The distraction in this case is that all of the baptized already are Christians, and it’s plain that they don’t lose all fear.
So I’m off thinking about 1 John 4:18, where John says:
There is no fear in love, but perfect love casts out fear. For fear has to do with punishment, and he who fears is not perfected in love.
But John is talking about being perfected in love–something that happens later in the Christian life, if it happens in this life at all, not when we first become Christians.
This forced me to wonder, “What is the priest is going for?” Does he realize he may cause scrupulosity among some who are present if they infer from their fears that they aren’t truly Christians yet? Doesn’t he realizes that he’s in a building full of people who were baptized as babies and therefore have no memory of a time when they were not Christians? Why is he saying something that would (at best) apply only to adult converts?
I could only conclude that he was trying to employ some kind of rhetorical flourish by stating things in hyperbolically absolute terms.
So once again, his rhetoric was getting in the way of his message.
So once again, less is more.
The End of Christmas
At the end of Mass, during the announcements, the priest said that we’re coming up on Candlemas, “which is the end of the Christmas season,” that it “comes back for a day” and then goes away.
This is false. According to the Universal Norms for the Liturgical Year and the Calendar:
Christmas Time runs from First Vespers (Evening Prayer I) of the Nativity of the Lord up to and including the Sunday after Epiphany or after 6 January.
That means the Christmas season ends no later than January 13, which is weeks before Candlemas occurs on February 2.
It isn’t clear to me whether the priest thought that the Christmas season literally ends on Candlemas or whether he thought it “kinda-sorta” ends on Candlemas, since that day commemorates events in the Infancy Narratives.
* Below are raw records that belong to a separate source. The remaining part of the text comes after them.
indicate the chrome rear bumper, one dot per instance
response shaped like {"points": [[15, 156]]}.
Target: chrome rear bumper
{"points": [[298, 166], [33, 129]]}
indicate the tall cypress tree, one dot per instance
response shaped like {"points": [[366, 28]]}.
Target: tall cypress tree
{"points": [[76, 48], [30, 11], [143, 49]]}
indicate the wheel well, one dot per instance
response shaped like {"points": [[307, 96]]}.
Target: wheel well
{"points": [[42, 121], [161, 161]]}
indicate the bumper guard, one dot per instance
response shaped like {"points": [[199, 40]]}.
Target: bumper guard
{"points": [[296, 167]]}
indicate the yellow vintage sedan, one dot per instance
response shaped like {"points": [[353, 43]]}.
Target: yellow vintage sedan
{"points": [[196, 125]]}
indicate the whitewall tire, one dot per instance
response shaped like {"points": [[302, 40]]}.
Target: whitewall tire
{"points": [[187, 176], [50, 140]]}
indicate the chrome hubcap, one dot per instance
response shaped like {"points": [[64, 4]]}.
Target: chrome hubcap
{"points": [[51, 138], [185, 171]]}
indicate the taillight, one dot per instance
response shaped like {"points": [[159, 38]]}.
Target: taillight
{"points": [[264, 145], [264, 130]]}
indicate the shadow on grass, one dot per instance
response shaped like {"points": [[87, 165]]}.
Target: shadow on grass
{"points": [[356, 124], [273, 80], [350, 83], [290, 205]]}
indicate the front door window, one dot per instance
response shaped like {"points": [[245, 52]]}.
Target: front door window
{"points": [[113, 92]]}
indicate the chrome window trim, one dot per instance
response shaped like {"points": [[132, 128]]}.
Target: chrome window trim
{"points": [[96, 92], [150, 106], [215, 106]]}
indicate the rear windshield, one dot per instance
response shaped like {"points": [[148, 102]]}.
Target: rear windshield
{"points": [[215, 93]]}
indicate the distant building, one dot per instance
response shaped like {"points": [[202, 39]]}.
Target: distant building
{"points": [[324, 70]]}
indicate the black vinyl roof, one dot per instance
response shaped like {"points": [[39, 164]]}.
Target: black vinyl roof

If the former, he was simply wrong and does not know the details of the liturgical calendar.
If the latter, he knowingly misled the congregation, who is not familiar enough with the details of the liturgical calendar to be able to detect the “kinda-sorta” aspect of what he was saying.
Either way, people in the congregation will end up thinking that the Christmas season literally ends on Candlemas, and that’s false.
I have some sympathy here. I’ve been in situations where I’m pressed in public to give an answer I’m not 100% sure of, and I’ve made mistakes. (I’ve afterwards made scrupulous efforts to check myself and to avoid making similar mistakes in the future.)
However, this was not a situation where he was being pressed. It was a situation where he was volunteering something.
Bottom line: If you aren’t sure of a claim, don’t make it.
Less is more.
If nothing else, it helps avoid distractions and makes your message clearer.